As a strict philosophical materialist, I am convinced that there are no such things as moral offenses caused by an offender. I say this because there is no free will and so we cannot pin blame on “offenders” for their behavior. They have not chosen to act this way.

Well, I have to disagree.  Social science researchers claiming that brain activity preceded an observed behavior by participants never——never——study this in the context of morals.  In every case, the researchers measure such activity as button-pushing: Does the brain activity occur before a person pushes a button or does the person first decide to push the button and then it is registered in the brain?  Button-pushing has nothing whatsoever to do with moral decisions.  Would you claim that the person who executed little girls in the Amish community of Pennsylvania in 2006 “just couldn’t help it”?  Could he not help it when he lined them up?  Did his brain make him pull the trigger and some cause outside of him lead to what the executioner’s weapon was to be?  Had he lived, would you advocate no court trial? 
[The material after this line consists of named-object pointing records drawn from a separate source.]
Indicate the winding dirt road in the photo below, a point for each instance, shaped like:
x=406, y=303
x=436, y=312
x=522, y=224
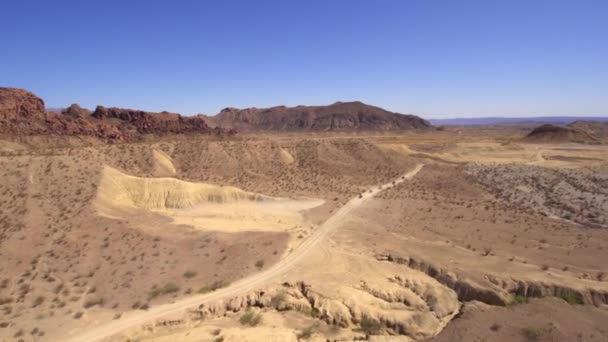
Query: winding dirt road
x=138, y=318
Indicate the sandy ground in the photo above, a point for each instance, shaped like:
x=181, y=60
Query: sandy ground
x=486, y=224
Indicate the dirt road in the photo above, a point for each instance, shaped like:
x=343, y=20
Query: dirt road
x=137, y=318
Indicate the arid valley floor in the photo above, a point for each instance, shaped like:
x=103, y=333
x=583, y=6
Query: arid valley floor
x=442, y=236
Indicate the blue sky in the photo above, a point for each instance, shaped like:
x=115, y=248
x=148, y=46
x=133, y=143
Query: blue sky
x=437, y=59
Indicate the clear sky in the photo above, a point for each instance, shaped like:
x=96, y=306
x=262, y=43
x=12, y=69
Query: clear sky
x=437, y=59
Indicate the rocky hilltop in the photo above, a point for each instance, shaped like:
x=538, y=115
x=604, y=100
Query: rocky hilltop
x=23, y=114
x=560, y=134
x=340, y=116
x=596, y=128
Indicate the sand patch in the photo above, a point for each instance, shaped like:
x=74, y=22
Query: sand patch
x=285, y=157
x=163, y=165
x=202, y=206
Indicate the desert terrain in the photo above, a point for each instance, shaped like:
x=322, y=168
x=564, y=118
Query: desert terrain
x=357, y=224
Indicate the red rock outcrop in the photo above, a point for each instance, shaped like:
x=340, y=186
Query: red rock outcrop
x=20, y=105
x=23, y=114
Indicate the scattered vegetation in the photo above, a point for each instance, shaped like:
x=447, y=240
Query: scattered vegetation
x=161, y=291
x=571, y=298
x=519, y=299
x=308, y=331
x=250, y=318
x=214, y=286
x=189, y=274
x=532, y=334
When it comes to morals and the claim that people have no free will, you have to be careful that your view of humanity does not degenerate.  I say that because your view leads to the ultimate conclusion that no person who acts monstrously ever can be rehabilitated other than through some kind of yet undiscovered brain surgery.  Surely some who act monstrously might have a brain lesion, but that would be the rare case, what Aristotle would call an Accident.  Why do I say this?  It is because many times (far too many) a young and very physically-healthy person has committed acts of unspeakable brutality.  Thus, the Aristotelian Accidents do not account for the entire story explaining monstrous behavior.  Free will, then, leading to self-chosen acts, seems to fit better such moral examples as occurred in the Amish community.

One of my students asked me recently, ‘Why should I forgive? Doesn’t this just let the one who is hurting me see that I am weak?’ I did not know how to answer that. Can you help?

The student is confusing forgiveness with giving in to others’ demands. This is not forgiveness. To forgive is to know that what the other person did is wrong and yet mercy is offered nonetheless. When one forgives, one also asks for justice and so this idea of weakness or giving in is not correct. There are two basic ways of distorting forgiveness: to let the other have power over you or to seek power over the other because of his or her transgressions. True forgiveness avoids these extremes.